Personal Responsibility and the Common Good

I recently heard Bill McKibben, the inspiring environmentalist, say that our country is currently engaged in a struggle of two fundamentally oppositional world views. It is either every man for himself or we are all in it together. You choose.

I understood what he meant. I share his righteous indignation about the bad actors who are only in it for themselves. But, still, there was something about his statement that made me so sad.

Is there really an epic struggle? Must it be one or the other?

Is personal responsibility lost in America?

Instant gratification. Immediate results. Quarterly earnings. We are so geared toward short-term gains and happiness that we have lost our way to long-term peace and contentment.

Nearly two-thirds of Americans are overweight, contributing to diseases ranging from cancer to diabetes.
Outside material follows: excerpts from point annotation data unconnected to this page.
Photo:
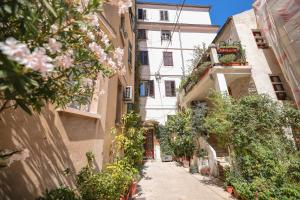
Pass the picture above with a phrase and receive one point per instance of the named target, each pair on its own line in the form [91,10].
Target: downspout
[181,51]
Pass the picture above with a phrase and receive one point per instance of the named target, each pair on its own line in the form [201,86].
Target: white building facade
[167,36]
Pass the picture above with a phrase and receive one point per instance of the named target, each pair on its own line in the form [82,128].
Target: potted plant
[229,189]
[229,60]
[229,47]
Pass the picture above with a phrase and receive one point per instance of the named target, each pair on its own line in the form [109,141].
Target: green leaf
[3,74]
[24,107]
[49,8]
[7,8]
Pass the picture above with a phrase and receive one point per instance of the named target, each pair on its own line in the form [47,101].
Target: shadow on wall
[43,135]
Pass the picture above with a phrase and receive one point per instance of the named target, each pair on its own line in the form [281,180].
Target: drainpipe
[181,51]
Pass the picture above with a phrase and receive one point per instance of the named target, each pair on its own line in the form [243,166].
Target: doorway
[148,145]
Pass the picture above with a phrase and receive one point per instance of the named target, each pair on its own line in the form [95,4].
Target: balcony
[221,66]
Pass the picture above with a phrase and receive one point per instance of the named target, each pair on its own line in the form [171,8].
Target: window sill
[79,113]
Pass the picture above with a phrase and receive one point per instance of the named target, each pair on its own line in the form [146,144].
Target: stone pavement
[167,181]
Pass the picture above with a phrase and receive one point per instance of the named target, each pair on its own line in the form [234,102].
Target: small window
[129,53]
[147,88]
[141,14]
[170,88]
[278,87]
[259,39]
[144,58]
[164,15]
[132,19]
[142,34]
[165,35]
[168,58]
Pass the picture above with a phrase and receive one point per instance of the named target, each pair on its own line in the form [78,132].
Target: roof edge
[174,4]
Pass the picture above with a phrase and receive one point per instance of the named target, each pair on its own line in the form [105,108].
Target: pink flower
[91,36]
[104,38]
[111,64]
[99,51]
[38,60]
[54,28]
[64,61]
[53,46]
[14,49]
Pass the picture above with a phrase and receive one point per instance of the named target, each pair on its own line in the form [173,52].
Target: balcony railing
[228,54]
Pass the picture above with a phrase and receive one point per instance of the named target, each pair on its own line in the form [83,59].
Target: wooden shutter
[151,88]
[173,92]
[140,13]
[168,58]
[161,15]
[170,88]
[166,15]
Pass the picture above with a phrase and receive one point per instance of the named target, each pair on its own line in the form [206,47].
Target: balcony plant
[228,47]
[49,48]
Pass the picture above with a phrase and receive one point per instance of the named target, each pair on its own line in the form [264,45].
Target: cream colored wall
[58,140]
[55,142]
[108,101]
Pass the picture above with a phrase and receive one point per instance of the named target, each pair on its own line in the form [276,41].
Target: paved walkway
[167,181]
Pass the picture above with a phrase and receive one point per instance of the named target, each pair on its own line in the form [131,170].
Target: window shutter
[168,58]
[167,88]
[151,88]
[166,15]
[173,92]
[146,60]
[170,88]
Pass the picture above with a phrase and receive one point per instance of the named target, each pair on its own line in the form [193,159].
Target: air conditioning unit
[128,94]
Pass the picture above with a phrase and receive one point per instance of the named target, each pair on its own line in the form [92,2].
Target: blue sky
[221,9]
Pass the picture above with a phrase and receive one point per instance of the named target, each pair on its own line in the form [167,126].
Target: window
[142,34]
[132,19]
[168,58]
[144,58]
[141,14]
[164,15]
[147,88]
[129,53]
[165,35]
[119,103]
[260,40]
[278,87]
[122,23]
[170,88]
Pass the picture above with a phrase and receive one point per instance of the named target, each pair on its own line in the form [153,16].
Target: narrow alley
[167,181]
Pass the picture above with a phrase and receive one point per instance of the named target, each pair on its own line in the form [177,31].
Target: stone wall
[56,143]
Access to healthful and affordable food is a real problem, but we also eat too much and don’t exercise enough, trading short-term gratification for long-term health and happiness.

Americans have an average of less than $100,000 in their retirement accounts and less than 20% contribute to an IRA. Wage stagnation over the past decade is real, but there is also no arguing that we are mostly unwilling to proactively save for a rainy day, or even just a day when we won’t be able to work anymore.

American-led consumption of disposable plastic, cheap toys, and fast fashion is poisoning the earth. Globally, we dump about 8 million metric tons of plastic into the ocean each year. That salmon you’re having for dinner – it probably has pieces of plastic in its flesh. We have forfeited our children’s right to clean water and air for cheap energy, food, clothes, and endless amounts of junk.

These statistics really raise my hackles. As a child of the American West, I was raised with a strong sense of rugged individualism and personal responsibility. If people can’t take care of their own bodies, futures, and communities, why should anyone else care to help?

Is the common good lost in America?

The system is rigged. It was a strong theme in the last election, and for good reason.

The 400 wealthiest individuals on the Forbes 400 list own more than the bottom 150 million Americans.

Exxon Mobil knew about and actively obscured climate science for more than two decades in order to protect their bottom line.

The 2008 financial crisis, which ruined and disrupted countless lives, would not have come to pass but for an astonishingly small number of very greedy people.

I can understand why people feel defeated and uninspired to take responsibility for their individual role in our collective well-being. What is the point of trying to make the world a better place if huge, powerful interests are going to act like takers. Why shouldn’t we take too?

Bridging the Divide

If one thing is clear in these strange times, it is that we must find our way to reconciliation and a shared concern for the body politic.

My personal road back is through communion and community. When I look to what is common, I find allies everywhere. Common cause, common faith, common concern.

I am at a point in my life where my roots are growing deep. I find myself imbedded in many wonderful, intersecting communities. My lovely Unitarian Universalist church. My sweet daughter’s elementary school. My tribe of 5:30 am runners (I see you there, with the headlamp). My colleagues. My friends. My family.

It is as though I am weaving a net and each thread makes the fabric stronger and more resilient. Each thread gives me more safety if I fall.

The more I am in community, the safer I am.

The more I am in community, the harder I work for the common good.

The more I am in community, the more responsibility I take for my words and actions.

It is every woman for herself. And, we are all in this together.